There is no formal inn - travelers may hope to find their way into the community's good graces and seek shelter at the temple or with hospitable families for some coin or trade goods. If local supplies are sufficient, and the village is not enduring a famine or 'hungry gap,' individual villagers may have bread, potatoes, pork, small beer ('childrens' drink') and ale for barter.
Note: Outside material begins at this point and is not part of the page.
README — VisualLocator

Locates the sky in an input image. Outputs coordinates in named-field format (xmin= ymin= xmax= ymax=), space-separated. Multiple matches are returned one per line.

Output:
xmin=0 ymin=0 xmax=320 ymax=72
For physical threats and self-policing, the town is protected by its rotating home-militia of able-bodied men (and some women).  They are typically arrayed in leather/shield, and armed with spear, axe and/or bow. The palisade walls are protected with a few scorpions facing the four cardinal directions.

Dramatis personae:

  1. Milka Huttunen ("Headman") - The village leader receives this title regardless of sex and she is well respected by her charges. Milka wears the blessed bear cloak of her office (+1 protection, resist cold), and wields a silvered spear in addition to the community's symbolic relic sword. This sword (The Sword of the Fathers) is useless as weapon, with a rusted, brittle blade, and is wielded simply as a symbol of the headman. However, through its long heritage it has absorbed protective magics for the clans (Protection from Lightning, Cure Disease (plants and animals only), once per day each), and is used to protect the village and its food production.
  2. Arvo Kaup ("Keeper of Grain") manages the weights and measures of the communal granary.  He is charged with tracking individual households' contributions and debits, as well as the thankless task of rationing grain during famine times. His position is sacrosanct and he will not betray village trust or accept bribes on pain of death.  Kaup also raises locally renowned, fierce rat terriers to keep vermin at bay.
  3. Lumi Haapala ("Touched by the Storm") ministers at the Church of the Harvest God. She is a local seer/shaman who was struck by lightning as a child. She suffers partial paralysis from the event, but was gifted with a number of spell abilities (Locate Animals, Predict Weather, Purify Water, Locate Plants, Speak with Animals, Plant Growth) as a result of the incident. She may cast up to three spells a day. Haapala is aided by an assistant who supports her if she is required outside of the chapel.
  4. Hann Häkkin, the smith/farrier, maintains his forge for local needs, fabricating arrowheads, axe heads, and other tools for the village.  He is practical, and not amicable to wanderers demanding goods and repairs.
  5. Matteus Oll, the town carpenter, directs construction and maintenance of the walls and longhouses.  He carved the six "story-poles" lining the entrance inside of the village gate that document local genealogy and lore.
  6. Hilla Kemppain, the apothecary, keeps a cluttered, stinking shop in the eastern part of the palisade. She is eager to trade for components that she may not be able to procure locally.  Among her stocks, she may have: 1) lesser potion of healing (1d4+1 hp), 2) unguent when spread on body act as resist cold for one day, 3) potion of +2 saves vs disease (effect lasts 1d3+CON bonus days), 4) a solution that acts as purify food or drink (1d6 'servings').

Reasons to be there:

  1. Old barrows of interest are in the area (these likely include village ancestors, potentially leading to serious animosity)
  2. Scouting a threat to the lands to the north, chaos, hairy horsemen, beasts...
  3. Investigate why the village and surrounding area avoids lightning strikes, and seems to have avoided a recent famine
  4. Heretics! Root them out, follow a rumor, or be fleeing for your own damn lives...
  5. Weird flying things have been spotted on the horizon, never a good sign.
  6. Migration of rare beasts (stony-skinned tripod beasts on their centenary journey across the south latitudes)
  7. The annual burning straw-man/effigy/wicker man festival is lit!
  8. Purchase ratters bred in the village for dungeon vermin patrol.


  1. Thank you for making this village! Nice flavor throughout, especially the lightning-struck cleric and the hooks.